Cet acte courageux effraya le pontife ; aussi, trois ans après, le roi lui ayant présenté comme évêque de Durham un de ses secrétaires, dénué de toutes les qualités que doit avoir un évêque, le pape se hâta de le confirmer ; et quelqu’un lui en ayant témoigné de l’étonnement : « Quand le roi d’Angleterre m’eût présenté un âne, répondit-il, je l’eusse aussi tôt reconnu. » Ceci rappelle l’âne d’Avignon ; il paraît que cet humble animal jouait alors un certain rôle dans les élections de la papauté. Quoi qu’il en soit, le pape recula. « Les empires ont un terme, dit ici un historien ; quand une fois ils l’ont atteint, ils s’arrêtent, ils reculent, ils s’écroulento. »
o – Habent imperia suos terminos ; huc cum venerint, sistant, retrocedunt, ruunt. (Fuller’s Hist. Cent. 14 p. 116.)

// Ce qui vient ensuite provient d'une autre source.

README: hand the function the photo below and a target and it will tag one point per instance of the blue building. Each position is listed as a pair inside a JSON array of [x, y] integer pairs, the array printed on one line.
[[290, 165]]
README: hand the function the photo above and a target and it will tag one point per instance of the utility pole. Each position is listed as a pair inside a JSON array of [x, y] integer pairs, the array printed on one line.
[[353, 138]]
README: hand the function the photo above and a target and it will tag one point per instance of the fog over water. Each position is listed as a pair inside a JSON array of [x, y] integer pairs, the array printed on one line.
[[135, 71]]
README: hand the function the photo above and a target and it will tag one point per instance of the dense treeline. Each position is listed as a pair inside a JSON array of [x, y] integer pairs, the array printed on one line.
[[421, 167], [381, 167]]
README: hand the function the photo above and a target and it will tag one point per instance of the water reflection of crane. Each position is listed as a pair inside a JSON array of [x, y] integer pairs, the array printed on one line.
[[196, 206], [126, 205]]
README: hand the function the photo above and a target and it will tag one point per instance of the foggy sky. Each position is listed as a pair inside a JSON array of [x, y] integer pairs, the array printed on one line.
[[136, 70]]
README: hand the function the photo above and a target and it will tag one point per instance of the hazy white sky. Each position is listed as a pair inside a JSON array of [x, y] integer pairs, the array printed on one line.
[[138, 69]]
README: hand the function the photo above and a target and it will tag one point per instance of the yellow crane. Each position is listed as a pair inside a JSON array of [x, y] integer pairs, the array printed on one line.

Le terme semblait toujours plus s’approcher. En 1353, trois ans avant la bataille de Poitiers, Edouard présenta au parlement le fameux statut dit de Præmunire, par lequel le roi, avec l’assentiment des lords et à la requête des communes, interdisait tout appel fait à la cour de Rome, toute bulle de l’évêque romain, toute excommunication, en un mot tout acte portant atteinte aux droits de la couronne, et ordonnait que ceux qui apporteraient de tels documents en Angleterre, qui les recevraient, les publieraient ou les exécuteraient, seraient mis hors de la protection du roi, privés de leurs biens, appréhendés au corps, et amenés devant le prince et son conseil, afin que procès leur fût fait en vertu du Præmunirep.
p – Le sens le plus naturel du mot præmunire semble être celui que donne Fuller (p. 148) : prémunir la puissance royale contre des agressions étrangères.

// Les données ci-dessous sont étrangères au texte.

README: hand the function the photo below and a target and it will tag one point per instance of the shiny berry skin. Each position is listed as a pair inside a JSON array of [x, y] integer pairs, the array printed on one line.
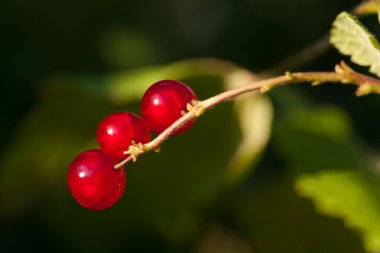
[[162, 104], [93, 181], [117, 131]]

A l’ouïe de ce bill, grande fut la colère des romains. « Si l’ordonnance de Provision avait donné des sueurs au pape, dit Fuller, celle du Præmunire lui donna la fièvre. » Un pape la nomma un exécrable statut et un horrible forfaitq. C’est ainsi que les pontifes appellent tout ce qui contrarie leur ambition.
q – Execrabile statutum… fœdum et turpe facinus. (Martin V au duc de Bedford, Fuller, 148.)
Des deux guerres faites par Édouard, l’une contre le roi de France et l’autre contre la papauté, la plus juste et la plus importante fut la dernière. Les avantages que ce prince avait espéré retirer de ses brillantes victoires de Crécy et de Poitiers, s’évanouirent presque entièrement avant sa mort ; tandis que ses luttes avec la papauté, fondées sur la vérité, ont exercé jusqu’à nos jours une influence incontestable sur les destinées de la Grande-Bretagne. Toutefois les prières et les conquêtes de Bradwardin, proclamant dans ce siècle déchu la doctrine de la grâce, eurent des effets plus puissants encore, non seulement pour le salut de beaucoup d’âmes, mais pour la liberté, la force morale, les lumières et la grandeur de l’Angleterre.